Physicians can seek payment for unreimbursed care provided to undocumented patients on or after May 10, 2005. Claims will be paid according to the Medicare fee schedule for EMTALA-related emergency services. Payments will be made directly to physicians on a quarterly basis. Payments may, however, be subject to a pro rata reduction if the state’s quarterly allocation is insufficient to provide full reimbursement to all providers submitting claims. Second-quarter claims (services provided from May 10 to June 1) are due December 27. CMS has contracted with TrailBlazer Health Enterprises to administer payments nationwide. TrailBlazer will begin actual claims adjudication and payment disbursement in February 2006.
To determine a patient’s eligibility, providers are required to ask certain questions that may indirectly reveal the patient’s citizenship or immigration status. CMA is worried, however, that this will intimidate undocumented patients and discourage them from seeking care.

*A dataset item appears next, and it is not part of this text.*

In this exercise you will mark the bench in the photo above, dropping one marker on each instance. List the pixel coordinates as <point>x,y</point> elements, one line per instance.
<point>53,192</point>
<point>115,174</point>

CMA continues to urge CMS to adopt a documentation process that would not deter such patients from seeking care.
This federal program is the “payor of last resort.” That means California physicians who provide emergency and on-call care to undocumented immigrants must first bill the Maddy Emergency Medical Services (EMS) fund. The federal program will pay the difference between the amount paid by the EMS fund and the Medicare rate.